In my experience, one of the first steps in shifting how your people think — from the Pavlovian KPI bell — is to clearly explain your strategy and corporate principals. Having worked in strategy roles in the past, I’ve learned how poorly companies articulate their goals, constraints, and strategy. While there are many beautiful (and not so beautiful!) presentations that extol a company’s top motivations and finely worded strategies, most employees are left wondering how they can help day to day.
Whether you’re a leader or an individual contributor, you need to know the actionable details of the overall strategy and goals. Knowing your company’s strategy, and how it will implement that strategy, is not only necessary for breeding self-motivated and self-managed people, but it also comes in handy when you’re looking to apply agile and lean principles to your overall continuous delivery pipeline.
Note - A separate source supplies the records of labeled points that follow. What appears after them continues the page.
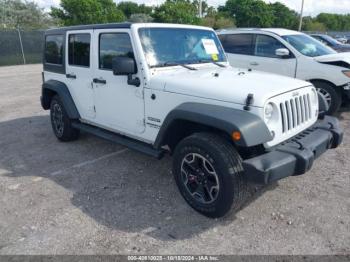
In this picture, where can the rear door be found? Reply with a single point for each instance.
(119, 106)
(79, 71)
(239, 49)
(265, 58)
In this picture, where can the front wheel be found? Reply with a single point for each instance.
(209, 174)
(330, 96)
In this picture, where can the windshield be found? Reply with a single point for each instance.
(171, 46)
(308, 46)
(331, 40)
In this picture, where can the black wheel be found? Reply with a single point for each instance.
(330, 95)
(209, 174)
(61, 124)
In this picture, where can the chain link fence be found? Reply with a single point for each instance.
(19, 47)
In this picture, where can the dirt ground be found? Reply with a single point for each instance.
(94, 197)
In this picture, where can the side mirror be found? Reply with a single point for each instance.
(282, 52)
(123, 65)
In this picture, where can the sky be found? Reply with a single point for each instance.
(312, 7)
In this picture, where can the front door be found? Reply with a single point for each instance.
(79, 71)
(119, 106)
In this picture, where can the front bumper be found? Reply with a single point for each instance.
(295, 156)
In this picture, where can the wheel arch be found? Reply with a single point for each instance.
(53, 87)
(189, 118)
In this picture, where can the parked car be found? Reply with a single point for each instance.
(224, 126)
(331, 42)
(342, 39)
(292, 54)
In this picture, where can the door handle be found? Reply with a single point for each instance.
(99, 81)
(71, 76)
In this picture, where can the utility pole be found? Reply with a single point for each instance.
(301, 15)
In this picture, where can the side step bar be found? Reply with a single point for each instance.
(119, 139)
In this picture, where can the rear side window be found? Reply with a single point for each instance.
(239, 44)
(54, 49)
(266, 46)
(79, 50)
(113, 45)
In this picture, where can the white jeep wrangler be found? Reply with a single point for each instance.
(160, 88)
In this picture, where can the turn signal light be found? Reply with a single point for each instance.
(236, 136)
(347, 73)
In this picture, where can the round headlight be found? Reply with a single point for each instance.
(268, 111)
(314, 96)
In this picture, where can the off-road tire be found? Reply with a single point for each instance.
(62, 130)
(335, 96)
(228, 166)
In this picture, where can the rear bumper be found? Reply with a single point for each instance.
(296, 156)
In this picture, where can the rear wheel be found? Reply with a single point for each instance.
(208, 172)
(330, 95)
(61, 123)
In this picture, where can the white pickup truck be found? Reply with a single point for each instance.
(160, 88)
(294, 54)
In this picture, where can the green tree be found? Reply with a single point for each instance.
(314, 26)
(78, 12)
(177, 11)
(130, 8)
(249, 13)
(334, 22)
(23, 14)
(283, 16)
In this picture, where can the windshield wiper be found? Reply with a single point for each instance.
(178, 64)
(210, 61)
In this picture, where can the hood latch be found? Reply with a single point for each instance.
(248, 102)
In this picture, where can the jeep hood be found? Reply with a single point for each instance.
(339, 57)
(224, 84)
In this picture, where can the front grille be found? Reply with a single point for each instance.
(295, 112)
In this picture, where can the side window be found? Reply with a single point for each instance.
(79, 50)
(113, 45)
(266, 46)
(239, 44)
(54, 49)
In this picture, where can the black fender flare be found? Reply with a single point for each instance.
(252, 128)
(54, 86)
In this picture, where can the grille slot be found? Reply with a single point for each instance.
(295, 112)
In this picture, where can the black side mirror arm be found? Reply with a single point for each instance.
(133, 81)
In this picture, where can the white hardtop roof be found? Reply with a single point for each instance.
(277, 31)
(165, 25)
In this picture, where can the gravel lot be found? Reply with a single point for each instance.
(94, 197)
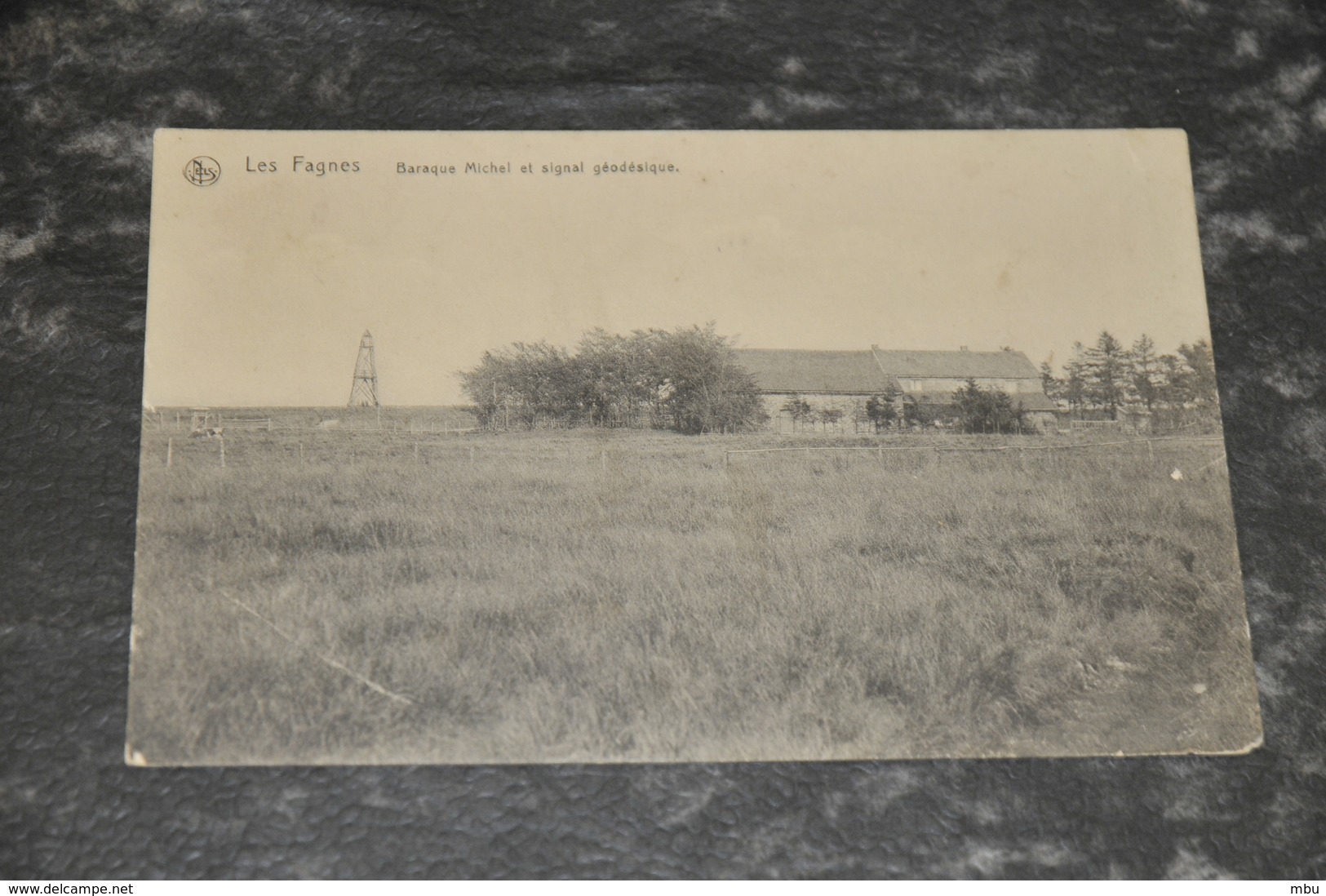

Tactically, this means taking the time to create detailed maps of how your company executes its strategy. For example, you might do value-stream mapping, alignment maps, or something like value chain mapping. This is a case where I, again, find that companies have much less than they think they do — often, organizations have piles of diagrams and documents — but — very rarely have something that illustrates everything — from having an idea for a feature to getting it in customer’s hands. A cloud native enterprise will always seek to be learning from and improving that end-to-end process. So, it’s required to map your entire business process out and have everyone understand it. Then, we all know how we deliver value.
The process of value-stream mapping, for example, can be valuable for simply finding waste (so much so that the authors of Learning to See cite only focusing on waste removal as a lean anti-pattern). As one anecdote goes — after working for several weeks to finally get everything up on the big white board, one of the executives looked up at all the steps and time wasted in their process to get software out the door and said, “there’s a whole lot of stupid up there.” The goal of these exercises is not only removing stupid, but also to focus on and improve the processes.